Re: Detecting encoding in Plain text

From: Philippe Verdy (verdy_p@wanadoo.fr)
Date: Mon Jan 12 2004 - 05:58:40 EST

  • Next message: Marco Cimarosti: "RE: Detecting encoding in Plain text"

    From: "Doug Ewell" <dewell@adelphia.net>
    > In UTF-16 practically any sequence of bytes is valid, and since you
    > can't assume you know the language, you can't employ distribution
    > statistics. Twelve years ago, when most text was not Unicode and all
    > Unicode text was UTF-16, Microsoft documentation suggested a heuristic
    > of checking every other byte to see if it was zero, which of course
    > would only work for Latin-1 text encoded in UTF-16. If you need to
    > detect the encoding of non-Western-European text, you would have to be
    > more sophisticated than this.

    Here I completely disagree: even though mostly any 16bit values in UTF-16
    are valid, they are NOT uniformly distributed.
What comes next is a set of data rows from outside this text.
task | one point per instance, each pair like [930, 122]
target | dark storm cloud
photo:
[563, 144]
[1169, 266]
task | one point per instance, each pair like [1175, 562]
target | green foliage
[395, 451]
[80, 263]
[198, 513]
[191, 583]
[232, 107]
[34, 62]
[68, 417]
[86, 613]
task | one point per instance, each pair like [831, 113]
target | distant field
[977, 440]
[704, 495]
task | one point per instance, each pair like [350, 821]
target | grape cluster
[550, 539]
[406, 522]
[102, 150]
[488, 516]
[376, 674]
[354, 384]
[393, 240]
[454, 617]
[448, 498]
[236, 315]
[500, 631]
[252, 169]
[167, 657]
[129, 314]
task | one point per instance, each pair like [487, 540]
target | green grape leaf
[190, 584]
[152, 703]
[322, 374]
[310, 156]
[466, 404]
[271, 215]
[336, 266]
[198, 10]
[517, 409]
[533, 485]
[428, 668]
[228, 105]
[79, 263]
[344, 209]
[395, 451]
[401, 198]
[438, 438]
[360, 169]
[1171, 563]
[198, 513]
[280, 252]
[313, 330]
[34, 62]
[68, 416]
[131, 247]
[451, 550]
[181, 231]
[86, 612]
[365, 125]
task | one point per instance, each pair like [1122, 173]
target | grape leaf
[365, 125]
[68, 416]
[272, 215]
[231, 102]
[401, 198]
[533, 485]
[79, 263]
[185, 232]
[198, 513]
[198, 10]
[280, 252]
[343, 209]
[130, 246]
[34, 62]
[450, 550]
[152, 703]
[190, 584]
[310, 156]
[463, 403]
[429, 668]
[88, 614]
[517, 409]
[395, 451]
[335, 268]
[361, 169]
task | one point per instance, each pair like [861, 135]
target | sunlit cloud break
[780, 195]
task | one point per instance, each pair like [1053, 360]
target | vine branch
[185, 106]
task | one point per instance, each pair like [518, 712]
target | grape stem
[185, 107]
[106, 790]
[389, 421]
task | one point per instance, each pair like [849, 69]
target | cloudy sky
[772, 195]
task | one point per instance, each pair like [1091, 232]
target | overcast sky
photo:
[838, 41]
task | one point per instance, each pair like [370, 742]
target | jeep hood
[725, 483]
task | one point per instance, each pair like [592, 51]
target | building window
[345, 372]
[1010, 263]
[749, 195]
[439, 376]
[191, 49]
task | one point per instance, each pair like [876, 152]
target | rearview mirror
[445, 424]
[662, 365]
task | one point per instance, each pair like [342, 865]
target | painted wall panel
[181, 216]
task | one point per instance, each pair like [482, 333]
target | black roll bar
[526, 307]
You'll see immediately that
    even
    and odd bytes have very distinct distribution, with the bytes representing
    the
    least significant bits of code units having a flatter distribution in a
    wider range
    than the other bytes which are distributed in very few byte values
    (rarely more than 2 or 3 for European languages, or with a mostly flat
    distribution
    of some limited ranges for Korean or for Chinese).

    Even today, where Unicode has more than 1 plane, UTF-16 is still easy to
    determine, because you'll see sequences of bytes where any byte between
    0xD8 and 0xDB is followed by 2 bytes where the second is between 0xDC
    and 0xDF. The low bit of the positions of these two bytes reveals if it's
    coded
    with UTF16-BE or UTF16-LE, and then you can look at the effective ranges of
    decoded UTF16 code units to detect unassigned or illegal codepoints which
    would invalidate the UTF-16 possibility.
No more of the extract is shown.